Discover the history of remoulade sauce, which enjoys particular popularity in South Tyrol. Originally from French cuisine, the sauce made from mayonnaise, mustard, and herbs has become a favorite in South Tyrolean cuisine, ideal with fish, meat, and more.
For the mayonnaise:
- 1 egg yolk
- 1 tsp mustard
- 150-200 ml vegetable oil
- 1-2 tsp lemon juice or white wine vinegar
- Salt
- Mayonnaise (prepared above)
- 1-2 tbsp capers, finely chopped
- 2-3 pickles, finely chopped
- 1 small onion, finely chopped
- 1 tbsp fresh herbs (e.g. parsley, dill), finely chopped
- Salt, pepper
- Mayonnaise: Mix the egg yolk and mustard with an immersion blender. Slowly add the oil until the mixture thickens. Season with lemon juice or vinegar and salt.

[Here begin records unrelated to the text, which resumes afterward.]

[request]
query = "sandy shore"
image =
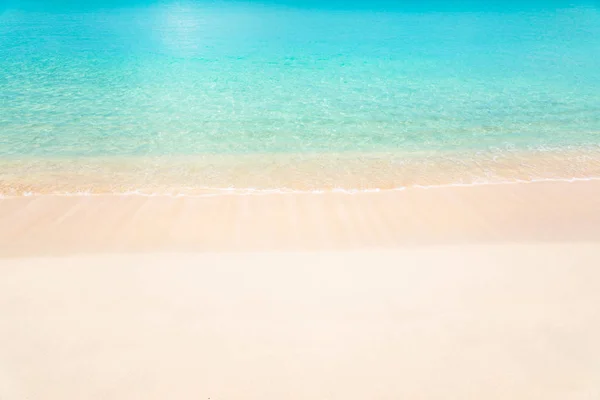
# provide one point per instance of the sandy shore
(534, 212)
(436, 322)
(485, 292)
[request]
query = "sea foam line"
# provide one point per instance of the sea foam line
(216, 192)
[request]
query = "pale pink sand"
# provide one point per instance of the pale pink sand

- Remoulade sauce: Mix the freshly prepared mayonnaise with capers, pickles, onions and herbs. Season with salt and pepper.
A little history:
The remoulade sauce as we know it today has its roots in French cuisine and probably originated in the 17th century. The name "remoulade" is likely derived from the French word "rémoulade", which in turn comes from the Latin word "armoricana", a reference to a sauce from Brittany. Originally, remoulade was a simple mixture of mayonnaise and mustard. Over time, additional ingredients such as herbs, capers and pickles were added to make the sauce more versatile and complex in flavor. Today, remoulade sauce is a popular accompaniment to fish dishes, cold meats and as a component of sandwiches.